Tragic Love
This rich, lyrical, but problematic video installation by British artist Isaac Julien is the final piece in a trilogy exploring issues of migration.
It claims as its subject the tragedy of impoverished Africans risking the treacherous 100-mile crossing to Sicily from West Africa on small fishing boats, though it is dealt with in mythopoeic fashion. In the first gallery, the viewer is confronted by a screen hanging at a diagonal, on both sides of which is projected a slowly panning shot of a decrepit vessel marooned on a Mediterranean shore.
In the next space, the crux of the exhibition, a film plays on three screens arranged in the corner of the room. This juxtaposes scenes of beautiful women — one black, one white — wandering around the Palazzo Gangi (familiar from Luchino Visconti's classic movie, "The Leopard"), balletic enactments of death throes by drowning, shots of despondent Africans adrift at sea, and scenes of a poor African village. Minor-key African music provides a suitably somber, elegiac sound track.

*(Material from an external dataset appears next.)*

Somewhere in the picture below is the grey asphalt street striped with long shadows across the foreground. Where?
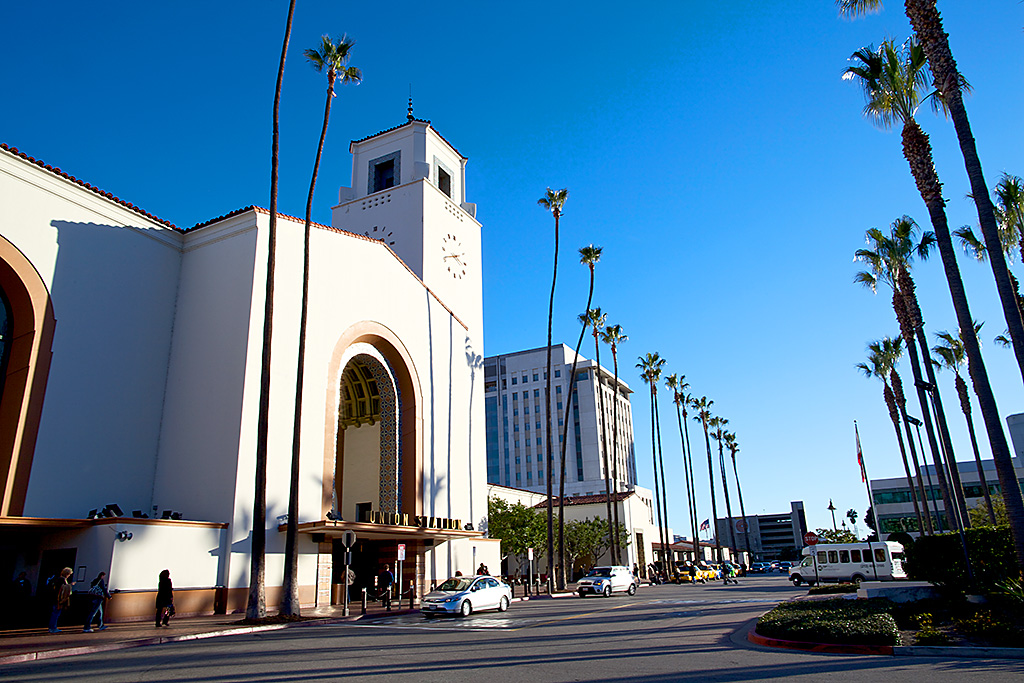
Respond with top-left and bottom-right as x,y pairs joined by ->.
0,575 -> 1024,683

Like much of his work, Mr. Julien's film exhibits profound feeling, an impeccable sense of timing, and a sumptuous palette. Incidents segue with great finesse from screen to screen, with suggestive contrasts of scale, color, and locale.
But ultimately, there is a little too much craft for so harrowing a subject. The migrations have been dubbed the "Sicilian Holocaust." The use of all-too artfully choreographed dancers and locations worthy of tourist boards seems dubious, although the intention of universalizing a current event, of making a timeless, classical memorial for these poor people, is laudable.
Until November 17 (519 W. 24th St., between Tenth and Eleventh avenues, 212-206-7100).